City Council cuts $300,000 in projects from mayor’s budget

November 19, 2013

By Peter Clark

Highlighted pieces of the mayor’s proposed budget faced a City Council chopping block before they reached a final public hearing.

A plan to remodel the Tibbett’s Creek Manor kitchen, funding for a city business marketing plan and a feasibility study for a city campus were all voted down in the Nov. 7 council work session.

After extended conversations, in which the phrase “financial sustainability” was repeatedly used, the council asked the city’s Finance Department to lop $300,000 off the draft budget. Finance Director Diane Marcotte said the council created the figure with the end of 2014 in mind.

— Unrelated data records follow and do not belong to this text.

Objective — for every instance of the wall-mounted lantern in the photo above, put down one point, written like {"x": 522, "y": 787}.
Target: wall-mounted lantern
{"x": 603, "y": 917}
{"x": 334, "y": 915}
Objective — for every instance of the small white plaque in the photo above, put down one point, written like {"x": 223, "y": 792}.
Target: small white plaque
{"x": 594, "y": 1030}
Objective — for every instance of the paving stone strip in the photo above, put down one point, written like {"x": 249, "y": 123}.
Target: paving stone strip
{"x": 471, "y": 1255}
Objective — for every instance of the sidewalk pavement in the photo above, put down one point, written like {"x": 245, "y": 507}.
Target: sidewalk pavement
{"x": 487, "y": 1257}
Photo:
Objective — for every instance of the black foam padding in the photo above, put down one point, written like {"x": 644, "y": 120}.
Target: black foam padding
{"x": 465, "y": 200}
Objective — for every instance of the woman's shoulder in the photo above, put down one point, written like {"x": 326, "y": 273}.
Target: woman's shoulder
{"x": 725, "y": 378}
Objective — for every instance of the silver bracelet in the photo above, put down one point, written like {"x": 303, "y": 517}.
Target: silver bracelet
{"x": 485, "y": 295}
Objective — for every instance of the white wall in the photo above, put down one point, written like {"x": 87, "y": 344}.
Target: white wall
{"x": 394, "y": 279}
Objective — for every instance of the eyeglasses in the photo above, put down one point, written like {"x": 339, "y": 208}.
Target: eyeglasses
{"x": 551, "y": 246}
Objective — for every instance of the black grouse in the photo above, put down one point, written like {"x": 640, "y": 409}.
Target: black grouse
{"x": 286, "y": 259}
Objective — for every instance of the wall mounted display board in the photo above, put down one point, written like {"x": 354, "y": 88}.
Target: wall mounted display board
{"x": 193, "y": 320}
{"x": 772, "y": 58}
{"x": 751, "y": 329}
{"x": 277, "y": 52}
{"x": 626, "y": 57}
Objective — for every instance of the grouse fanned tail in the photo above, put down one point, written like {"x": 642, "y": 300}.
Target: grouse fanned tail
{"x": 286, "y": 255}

“It was a combination of the ending fund balance and the local improvement district guarantee funds,” Marcotte said, pointing out how the council set the amount.

The council spotted a trend in the past few years of the city using leftover money to balance the budgets of departments that overspent. Council members deemed that unsustainable.

In its goal-setting retreat in May, the council established the business marketing plan and the campus feasibility study as 2014 goals.

Without clear understanding of how the city would pay for a new campus, the council was hesitant to proceed with the feasibility study.

“I’m concerned that we do studies and then we don’t implement those studies,” Councilman Joshua Schaer said. “I just sort of worry that it’s going to sit on a shelf for a while.”

Council members said they believed the city lacked a cohesive vision upon which to base a proposed marketing plan and thought its implementation premature.

“I’m not comfortable at this point that the city is really positioned to do this and to do this effectively,” Councilman Paul Winterstein said. “I’m not even sure what a marketing plan is, honestly.”

Voting on goals during the May retreat was far from unanimous. The elapsed time and the stark financial numbers caused council members to change their mind about previously adopted plans for the city.

As for the Tibbett’s Creek Manor plan, members delayed a conversation about whether the city should even keep the property, let alone spend money to remodel it.

Mayor Ava Frisinger also offered a presentation of other possible cuts the council could find in budget expenses, while pointing out the administration’s tightening over the past few years.

“There have been significant cuts in expenditure in the form of staff levels for that time frame,” Frisinger said of the past five years.

She listed reducing consultants, eliminating the contract with the Olympia lobbyist, managing legal counsel and delaying the filling of a senior planning position as possibilities to ease financial strain.

“These are not recommendations per se. These are things that could be done as options,” she said.

Council members considered those options before deciding on the above cuts, though they expressed interest in a continued discussion on the mayor’s suggestion.

Final consideration occurred during the Nov. 18 regular meeting and a decision was unavailable by press time.